Pierpont syndrome, a rare disorder characterized by global developmental delay, unusual facial features, altered fat distribution in the limbs, and other symptoms, requires comprehensive management to address its various aspects. While there is no specific treatment for this condition, a multidisciplinary approach can help alleviate symptoms and improve quality of life.
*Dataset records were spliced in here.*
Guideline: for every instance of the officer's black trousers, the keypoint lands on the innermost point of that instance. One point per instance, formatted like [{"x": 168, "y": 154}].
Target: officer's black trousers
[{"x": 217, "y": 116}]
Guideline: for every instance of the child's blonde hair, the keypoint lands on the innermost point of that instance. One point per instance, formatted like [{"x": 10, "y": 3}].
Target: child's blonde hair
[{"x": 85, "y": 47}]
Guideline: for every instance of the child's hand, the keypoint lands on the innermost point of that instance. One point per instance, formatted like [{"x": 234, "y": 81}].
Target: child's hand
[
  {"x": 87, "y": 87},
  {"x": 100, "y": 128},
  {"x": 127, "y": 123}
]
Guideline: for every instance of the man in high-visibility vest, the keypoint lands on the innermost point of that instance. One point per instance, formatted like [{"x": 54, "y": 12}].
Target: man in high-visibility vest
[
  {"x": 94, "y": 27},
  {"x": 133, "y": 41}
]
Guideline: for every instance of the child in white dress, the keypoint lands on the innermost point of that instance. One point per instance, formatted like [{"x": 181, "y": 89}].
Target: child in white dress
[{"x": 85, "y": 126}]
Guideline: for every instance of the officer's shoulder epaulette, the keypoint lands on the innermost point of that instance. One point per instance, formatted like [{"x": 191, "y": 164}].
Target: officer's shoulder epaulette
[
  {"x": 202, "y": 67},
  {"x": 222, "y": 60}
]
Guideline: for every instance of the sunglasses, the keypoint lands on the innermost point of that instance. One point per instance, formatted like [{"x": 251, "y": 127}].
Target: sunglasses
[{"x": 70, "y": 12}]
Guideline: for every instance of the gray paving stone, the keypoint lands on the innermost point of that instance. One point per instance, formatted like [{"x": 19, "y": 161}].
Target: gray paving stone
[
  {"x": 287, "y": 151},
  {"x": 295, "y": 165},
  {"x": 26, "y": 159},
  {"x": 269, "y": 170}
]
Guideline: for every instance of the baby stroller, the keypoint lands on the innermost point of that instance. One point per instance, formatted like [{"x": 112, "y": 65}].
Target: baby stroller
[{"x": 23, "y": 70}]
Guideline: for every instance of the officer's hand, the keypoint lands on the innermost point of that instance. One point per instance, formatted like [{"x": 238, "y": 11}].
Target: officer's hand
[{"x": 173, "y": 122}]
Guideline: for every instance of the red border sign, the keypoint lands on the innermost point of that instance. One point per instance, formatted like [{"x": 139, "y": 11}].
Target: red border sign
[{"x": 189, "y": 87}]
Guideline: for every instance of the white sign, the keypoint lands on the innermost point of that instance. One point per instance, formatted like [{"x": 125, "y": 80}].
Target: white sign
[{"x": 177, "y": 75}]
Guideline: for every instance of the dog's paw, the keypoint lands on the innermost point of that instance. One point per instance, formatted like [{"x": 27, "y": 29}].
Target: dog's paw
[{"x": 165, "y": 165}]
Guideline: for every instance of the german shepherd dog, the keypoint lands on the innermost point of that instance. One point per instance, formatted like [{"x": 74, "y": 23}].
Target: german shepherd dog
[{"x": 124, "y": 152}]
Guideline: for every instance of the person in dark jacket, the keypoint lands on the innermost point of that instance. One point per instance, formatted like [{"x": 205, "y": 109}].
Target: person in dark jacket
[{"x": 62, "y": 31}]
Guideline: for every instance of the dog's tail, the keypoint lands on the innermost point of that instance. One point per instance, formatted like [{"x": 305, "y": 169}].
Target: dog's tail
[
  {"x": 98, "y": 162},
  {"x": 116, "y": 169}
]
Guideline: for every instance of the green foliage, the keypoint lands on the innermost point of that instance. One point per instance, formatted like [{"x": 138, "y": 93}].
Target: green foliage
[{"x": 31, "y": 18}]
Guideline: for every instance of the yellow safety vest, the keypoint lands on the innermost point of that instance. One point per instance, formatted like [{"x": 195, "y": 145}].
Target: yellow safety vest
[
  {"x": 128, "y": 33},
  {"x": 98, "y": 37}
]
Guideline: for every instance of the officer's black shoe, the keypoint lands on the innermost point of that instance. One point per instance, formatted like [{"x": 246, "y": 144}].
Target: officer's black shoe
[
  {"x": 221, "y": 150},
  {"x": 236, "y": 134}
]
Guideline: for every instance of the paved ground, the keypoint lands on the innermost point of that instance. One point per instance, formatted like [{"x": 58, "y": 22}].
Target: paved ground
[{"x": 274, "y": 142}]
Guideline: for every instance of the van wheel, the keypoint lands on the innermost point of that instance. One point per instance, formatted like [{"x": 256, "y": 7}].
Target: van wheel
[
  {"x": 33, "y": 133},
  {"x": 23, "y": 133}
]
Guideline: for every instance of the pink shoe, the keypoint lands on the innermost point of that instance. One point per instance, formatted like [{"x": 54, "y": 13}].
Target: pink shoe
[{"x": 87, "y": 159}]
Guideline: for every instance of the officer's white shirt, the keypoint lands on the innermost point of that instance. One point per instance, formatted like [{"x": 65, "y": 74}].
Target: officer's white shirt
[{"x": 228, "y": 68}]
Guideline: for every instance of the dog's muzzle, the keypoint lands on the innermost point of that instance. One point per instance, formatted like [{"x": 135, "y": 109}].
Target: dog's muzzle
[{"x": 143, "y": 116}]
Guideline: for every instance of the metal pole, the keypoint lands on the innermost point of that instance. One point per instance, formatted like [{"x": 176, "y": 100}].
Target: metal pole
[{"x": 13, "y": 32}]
• Medical Management: The primary goal of medical management is to control seizures, manage developmental delays, and address any associated health issues. This may involve the use of antiepileptic medications, such as levetiracetam [5], although their efficacy in Pierpont syndrome has been reported to be poor [7].
• Surgical Interventions: In some cases, surgical procedures may be necessary to correct physical abnormalities associated with Pierpont syndrome. However, the decision to undergo surgery should be made on a case-by-case basis and after consulting with a qualified specialist.
• Genetic Counseling: Given the genetic nature of Pierpont syndrome, genetic counseling can provide valuable insights into the condition's inheritance pattern and potential risks for family members [9].
• Supportive Care: A supportive care approach focuses on providing emotional support, managing symptoms, and improving overall well-being. This may involve working with a multidisciplinary team of healthcare professionals, including psychologists, occupational therapists, and social workers.

References

[3] The combination of developmental delay, facial characteristics, hearing loss and abnormal fat distribution in the distal limbs is known as Pierpont syndrome. [5] by Y Hu · 2022 · Cited by 8 — Pierpont syndrome is a rare disorder characterized mainly by global developmental delay, unusual facial features, altered fat distribution in the limbs and ... [7] by DL Kenney-Jung · 2024 · Cited by 1 — The most commonly prescribed ASM, levetiracetam, demonstrated comparatively poor seizure control. ASM efficacy was generally similar for individuals with BRAF ...

Pierpont syndrome, also known as Plantar Papillary Dermatosis and Limb Abnormalities Syndrome (PPDLAS), is a rare genetic disorder characterized by distinctive facial features, developmental delay, congenital heart disease, dermatologic abnormalities, growth retardation, and characteristic craniofacial dysmorphology.

When considering the differential diagnosis of Pierpont syndrome, several conditions should be taken into account:

• Autosomal Dominant Intellectual Development Disorder-41 (ADID-41): This condition presents with overlapping physical features, including developmental delay, intellectual disability, and distinctive facial characteristics. A case study in 2023 reported a patient with overlapping features of ADID-41 and Pierpont syndrome [6].
• Coffin-Siris Syndrome: Although not directly related to Pierpont syndrome, Coffin-Siris syndrome is another rare genetic disorder that presents with similar craniofacial dysmorphology. However, it is caused by mutations in the MED13L gene, which is distinct from the TBL1XR1 gene associated with Pierpont syndrome [7].
• Autosomal Dominant Intellectual Development Disorder: This condition is characterized by intellectual disability and distinctive facial features, but it does not typically present with the same level of congenital heart disease or dermatologic abnormalities as Pierpont syndrome.
• Other rare genetic disorders: Several other rare genetic disorders, such as Plantar Papillary Dermatosis and Limb Abnormalities Syndrome (PPDLAS), may also be considered in the differential diagnosis of Pierpont syndrome.

It is essential to note that a definitive diagnosis of Pierpont syndrome can only be made through genetic testing, specifically whole-exome sequencing, which has identified the recurrent Y446C mutation in the TBL1XR1 gene as a causative factor [8].

References:

[6] A case study reported in 2023 presented a patient with overlapping features of ADID-41 and Pierpont syndrome. [7] Coffin-Siris syndrome is another rare genetic disorder that presents with similar craniofacial dysmorphology, but it is caused by mutations in the MED13L gene. [8] Whole-exome sequencing has identified the recurrent Y446C mutation in the TBL1XR1 gene as a causative factor for Pierpont syndrome.